Photographer George Tice is turning 75 and he’s having at least four retrospective exhibitions of his work (60 years worth!) to celebrate. The most notable is at the Newark Museum: Seeing Beyond the Moment: The Photographic Legacy and Gifts of George Tice. Born in 1938 in Newark and raised by a single mother, Tice left school in the tenth grade to work in a local portrait studio darkroom. After serving two years in the US Navy, when he was just 20, the Museum of Modern Art acquired his photograph Explosion on the U.S.S. Wasp, 1959 (at the request of Edward Steichen, who was then the Museum’s director of the photography department). The Newark Museum exhibit (Sept 18-Feb 9, 2014) features 32 of his large format black and white photographs drawn from the Museum’s permanent collection, some on view for the first time.
Tice still creates photographs the “old-fashioned way” (with his 8x10 view camera) and makes prints with film and chemicals in the darkroom. Photographers Bruce Wodder and Peter Bosco interviewed Tice on camera and followed him on the road while Tice photographed and created five new images for future publication. (He’s always working on one or two new book projects!) Their documentary film (Seeing Beyond the Moment) will premiere at the Newark Museum on October 13, 2013.

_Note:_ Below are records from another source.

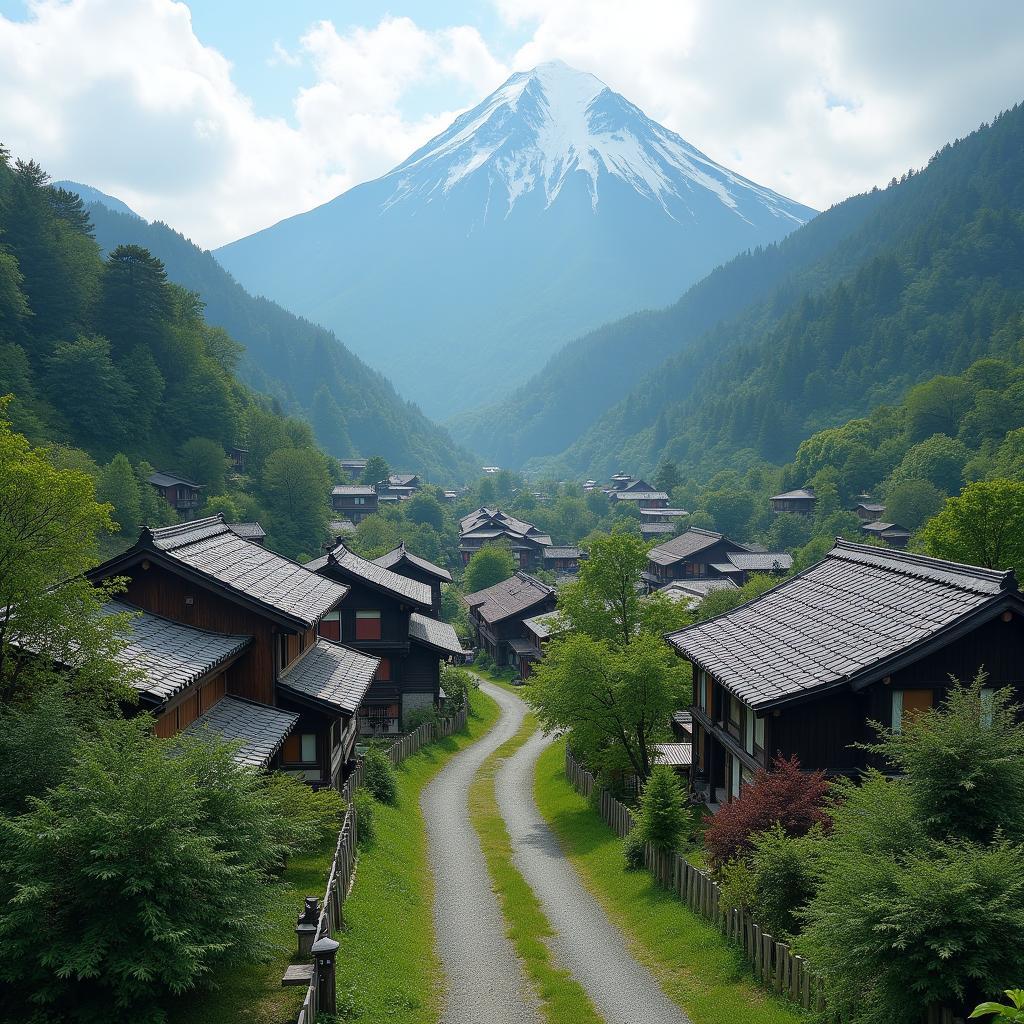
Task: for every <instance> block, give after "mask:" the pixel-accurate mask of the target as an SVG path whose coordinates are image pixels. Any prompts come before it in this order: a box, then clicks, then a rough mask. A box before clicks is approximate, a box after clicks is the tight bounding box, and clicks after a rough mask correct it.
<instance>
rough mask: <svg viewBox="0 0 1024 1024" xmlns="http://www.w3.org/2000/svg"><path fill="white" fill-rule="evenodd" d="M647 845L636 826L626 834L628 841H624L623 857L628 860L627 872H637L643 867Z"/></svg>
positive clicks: (626, 840) (639, 830) (626, 868)
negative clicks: (645, 848) (628, 871)
mask: <svg viewBox="0 0 1024 1024" xmlns="http://www.w3.org/2000/svg"><path fill="white" fill-rule="evenodd" d="M645 845H646V843H645V841H644V838H643V837H642V836H641V835H640V830H639V829H638V828H637V827H636V825H634V826H633V827H632V828H631V829H630V830H629V831H628V833H627V834H626V839H625V840H624V841H623V856H624V857H625V858H626V869H627V870H629V871H637V870H639V869H640V868H641V867H643V859H644V846H645Z"/></svg>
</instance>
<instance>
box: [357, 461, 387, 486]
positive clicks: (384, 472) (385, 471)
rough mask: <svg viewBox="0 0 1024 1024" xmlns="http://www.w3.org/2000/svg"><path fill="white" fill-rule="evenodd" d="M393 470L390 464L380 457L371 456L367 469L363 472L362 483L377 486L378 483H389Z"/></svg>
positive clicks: (362, 474)
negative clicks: (388, 464)
mask: <svg viewBox="0 0 1024 1024" xmlns="http://www.w3.org/2000/svg"><path fill="white" fill-rule="evenodd" d="M390 475H391V470H390V468H389V467H388V464H387V463H386V462H385V461H384V460H383V459H382V458H381V457H380V456H379V455H374V456H371V457H370V458H369V459H368V460H367V465H366V468H365V469H364V470H362V482H364V483H369V484H370V486H375V485H376V484H378V483H381V482H384V483H387V479H388V477H389V476H390Z"/></svg>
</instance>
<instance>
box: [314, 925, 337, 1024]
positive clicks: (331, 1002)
mask: <svg viewBox="0 0 1024 1024" xmlns="http://www.w3.org/2000/svg"><path fill="white" fill-rule="evenodd" d="M338 946H339V943H337V942H335V941H334V939H332V938H330V936H327V935H325V936H324V938H323V939H318V940H317V941H316V942H314V943H313V948H312V954H313V965H314V970H315V972H316V1010H317V1013H322V1014H337V1012H338V992H337V983H338V979H337V975H336V959H337V955H338Z"/></svg>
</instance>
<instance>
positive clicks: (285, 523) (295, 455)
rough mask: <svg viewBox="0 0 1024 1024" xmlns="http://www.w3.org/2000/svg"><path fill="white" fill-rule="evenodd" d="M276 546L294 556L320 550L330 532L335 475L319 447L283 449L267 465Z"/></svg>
mask: <svg viewBox="0 0 1024 1024" xmlns="http://www.w3.org/2000/svg"><path fill="white" fill-rule="evenodd" d="M262 488H263V493H264V495H265V504H266V508H267V512H268V513H269V516H270V522H269V524H268V528H267V532H268V534H270V535H271V540H272V542H273V545H272V546H273V547H274V548H275V549H276V550H279V551H281V552H282V553H283V554H285V555H287V556H289V557H290V558H297V557H298V556H299V555H300V554H308V553H309V552H315V551H318V550H319V548H321V545H322V544H323V541H324V537H325V536H326V535H327V522H328V495H329V494H330V490H331V477H330V474H329V473H328V471H327V464H326V460H325V458H324V456H323V455H322V454H321V453H319V452H317V451H316V450H315V449H293V447H285V449H279V450H278V451H276V452H274V453H273V454H272V455H270V456H269V457H268V458H267V460H266V463H265V464H264V467H263V477H262Z"/></svg>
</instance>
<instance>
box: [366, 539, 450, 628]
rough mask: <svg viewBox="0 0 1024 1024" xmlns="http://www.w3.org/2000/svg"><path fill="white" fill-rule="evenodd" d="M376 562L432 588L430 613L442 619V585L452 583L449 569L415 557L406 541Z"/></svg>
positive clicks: (391, 570)
mask: <svg viewBox="0 0 1024 1024" xmlns="http://www.w3.org/2000/svg"><path fill="white" fill-rule="evenodd" d="M374 561H375V562H376V563H377V564H378V565H383V566H384V568H386V569H391V571H392V572H397V573H398V575H403V577H406V578H407V579H409V580H418V581H419V582H420V583H424V584H426V585H427V586H428V587H429V588H430V613H431V614H432V615H433V616H434V618H440V616H441V584H445V583H452V573H451V572H449V570H447V569H442V568H441V567H440V566H439V565H434V563H433V562H431V561H428V560H427V559H426V558H420V556H419V555H414V554H413V552H412V551H410V550H409V549H408V548H407V547H406V542H404V541H402V543H401V544H399V545H398V547H397V548H394V549H393V550H391V551H389V552H388V553H387V554H385V555H381V556H380V558H375V559H374Z"/></svg>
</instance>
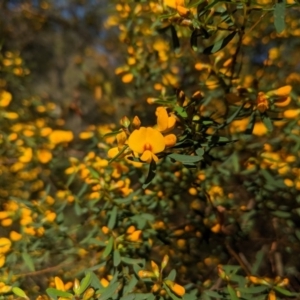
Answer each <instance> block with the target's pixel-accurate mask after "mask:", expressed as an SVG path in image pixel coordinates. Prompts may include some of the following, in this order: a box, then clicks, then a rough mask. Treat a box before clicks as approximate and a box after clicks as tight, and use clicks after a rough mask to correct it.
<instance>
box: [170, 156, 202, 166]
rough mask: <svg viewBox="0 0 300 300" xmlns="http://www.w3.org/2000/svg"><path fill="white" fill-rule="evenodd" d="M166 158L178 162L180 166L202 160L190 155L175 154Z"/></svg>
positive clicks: (199, 157) (198, 161)
mask: <svg viewBox="0 0 300 300" xmlns="http://www.w3.org/2000/svg"><path fill="white" fill-rule="evenodd" d="M168 157H169V158H172V159H174V160H176V161H179V162H181V163H182V164H193V163H197V162H199V161H201V160H202V159H203V158H202V157H201V156H191V155H185V154H177V153H172V154H170V155H168Z"/></svg>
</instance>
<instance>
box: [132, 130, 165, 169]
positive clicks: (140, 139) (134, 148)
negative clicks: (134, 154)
mask: <svg viewBox="0 0 300 300" xmlns="http://www.w3.org/2000/svg"><path fill="white" fill-rule="evenodd" d="M128 146H129V148H130V149H131V150H132V151H134V152H136V153H138V154H141V156H140V159H141V160H142V161H145V162H148V163H149V162H151V161H152V159H153V160H154V161H155V162H157V161H158V157H157V156H156V155H155V154H156V153H159V152H162V151H164V150H165V147H166V143H165V139H164V136H163V135H162V134H161V133H160V132H159V131H158V130H156V129H153V128H151V127H141V128H140V129H136V130H134V131H133V133H132V134H131V135H130V137H129V139H128Z"/></svg>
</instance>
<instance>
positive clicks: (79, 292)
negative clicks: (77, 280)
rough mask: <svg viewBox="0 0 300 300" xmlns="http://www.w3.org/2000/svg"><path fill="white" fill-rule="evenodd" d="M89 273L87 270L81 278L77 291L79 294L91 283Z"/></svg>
mask: <svg viewBox="0 0 300 300" xmlns="http://www.w3.org/2000/svg"><path fill="white" fill-rule="evenodd" d="M91 274H92V273H91V272H87V274H86V275H85V277H84V278H83V279H82V280H81V282H80V288H79V291H78V293H79V295H80V294H82V293H83V292H84V291H85V290H86V289H87V288H88V286H89V285H90V284H91V282H92V276H91Z"/></svg>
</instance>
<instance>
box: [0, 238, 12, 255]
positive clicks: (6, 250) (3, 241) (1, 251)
mask: <svg viewBox="0 0 300 300" xmlns="http://www.w3.org/2000/svg"><path fill="white" fill-rule="evenodd" d="M10 247H11V241H10V240H9V239H8V238H0V253H1V254H4V253H6V252H8V251H9V249H10Z"/></svg>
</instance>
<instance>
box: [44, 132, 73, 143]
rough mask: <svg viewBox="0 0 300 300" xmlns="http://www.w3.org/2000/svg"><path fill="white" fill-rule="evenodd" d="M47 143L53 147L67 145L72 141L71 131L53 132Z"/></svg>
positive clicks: (72, 134) (71, 135)
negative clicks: (55, 146) (67, 143)
mask: <svg viewBox="0 0 300 300" xmlns="http://www.w3.org/2000/svg"><path fill="white" fill-rule="evenodd" d="M48 138H49V141H50V143H51V144H53V145H57V144H60V143H69V142H71V141H72V140H73V138H74V135H73V132H72V131H67V130H54V131H52V132H51V133H50V135H49V137H48Z"/></svg>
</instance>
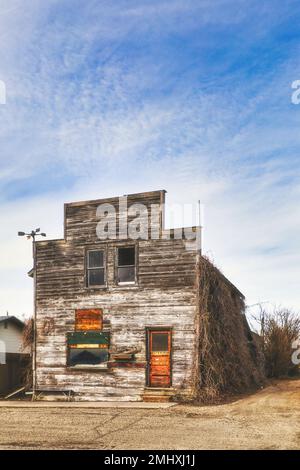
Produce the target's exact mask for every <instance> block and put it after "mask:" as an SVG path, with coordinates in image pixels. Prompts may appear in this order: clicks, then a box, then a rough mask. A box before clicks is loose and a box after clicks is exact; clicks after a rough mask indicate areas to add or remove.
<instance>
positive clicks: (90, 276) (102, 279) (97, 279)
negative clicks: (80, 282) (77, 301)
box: [88, 268, 104, 286]
mask: <svg viewBox="0 0 300 470" xmlns="http://www.w3.org/2000/svg"><path fill="white" fill-rule="evenodd" d="M88 285H89V286H103V285H104V268H100V269H89V270H88Z"/></svg>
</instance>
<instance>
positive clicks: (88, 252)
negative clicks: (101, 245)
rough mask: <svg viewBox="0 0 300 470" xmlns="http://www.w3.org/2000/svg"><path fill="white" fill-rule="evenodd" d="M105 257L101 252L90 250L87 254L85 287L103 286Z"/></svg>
mask: <svg viewBox="0 0 300 470" xmlns="http://www.w3.org/2000/svg"><path fill="white" fill-rule="evenodd" d="M105 282H106V280H105V256H104V251H103V250H92V251H88V253H87V286H88V287H93V286H95V287H97V286H104V285H105Z"/></svg>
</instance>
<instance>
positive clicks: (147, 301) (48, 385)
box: [36, 191, 198, 400]
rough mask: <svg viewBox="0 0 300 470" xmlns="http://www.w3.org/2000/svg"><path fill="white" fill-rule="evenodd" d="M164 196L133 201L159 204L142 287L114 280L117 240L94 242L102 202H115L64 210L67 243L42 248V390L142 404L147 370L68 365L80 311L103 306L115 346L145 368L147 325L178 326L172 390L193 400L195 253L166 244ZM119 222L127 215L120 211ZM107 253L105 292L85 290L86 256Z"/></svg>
mask: <svg viewBox="0 0 300 470" xmlns="http://www.w3.org/2000/svg"><path fill="white" fill-rule="evenodd" d="M164 194H165V193H164V191H155V192H151V193H141V194H136V195H130V196H128V201H129V204H131V203H135V202H137V203H143V204H146V205H147V207H150V206H151V204H159V214H160V216H159V227H158V230H159V234H160V239H157V240H138V241H137V242H136V244H137V249H138V272H137V279H138V284H137V285H136V286H132V287H124V286H118V285H117V284H116V281H115V254H116V247H117V246H120V245H122V244H123V243H124V242H122V241H119V240H111V241H101V240H99V239H98V238H97V236H96V226H97V223H98V219H97V217H96V210H97V207H98V205H99V204H100V203H105V202H107V203H110V204H113V205H115V206H117V202H118V200H117V198H111V199H106V200H97V201H86V202H85V201H83V202H79V203H70V204H66V205H65V239H63V240H50V241H38V242H37V243H36V320H37V321H36V329H37V335H36V367H37V372H36V374H37V375H36V378H37V387H38V388H43V387H44V388H55V387H57V388H59V389H62V388H65V389H69V388H71V389H72V390H74V392H75V394H76V396H75V399H77V400H141V399H142V397H143V392H144V388H145V386H146V368H145V367H144V368H141V367H138V368H134V367H128V368H125V367H124V368H122V367H116V368H114V367H112V368H109V369H107V370H105V371H104V370H101V371H91V370H88V371H84V370H80V369H78V370H75V369H72V368H68V367H67V365H66V364H67V344H66V334H67V332H68V331H73V330H74V325H75V310H76V309H80V308H102V309H103V314H104V315H103V316H104V322H105V324H104V328H106V329H109V330H110V332H111V347H112V348H116V349H118V348H127V349H131V348H136V349H137V350H138V351H139V352H138V353H137V354H136V361H137V362H138V363H145V364H146V341H145V335H146V327H158V326H162V327H172V332H173V333H172V338H173V344H172V386H173V387H174V390H175V391H176V393H182V394H183V395H189V394H191V393H192V389H193V385H194V374H193V368H194V367H195V351H196V350H197V349H196V347H195V345H196V341H197V337H196V323H195V322H196V320H197V312H198V309H197V288H196V279H197V275H196V270H197V256H198V254H197V252H195V251H188V250H186V247H185V243H184V240H175V239H163V235H164V227H163V203H164ZM117 215H118V222H119V220H120V217H122V214H120V213H118V214H117ZM97 247H103V248H104V249H105V250H106V262H107V266H106V269H107V286H106V287H105V288H87V287H86V282H85V256H86V250H87V249H91V248H97Z"/></svg>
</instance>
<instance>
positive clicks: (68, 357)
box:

Other exhibits of note: Without Adornment: Photographs by George Tice at William Paterson University, September 9-December 13, 2013; George Tice: 60 Years of Photography at the Nailya Alexander Gallery in New York, (September 18 -November 5, 2013); and George Tice: A Photographer’s Photographer at the Scott Nichols Gallery in San Francisco (September 5 – November 16, 2013).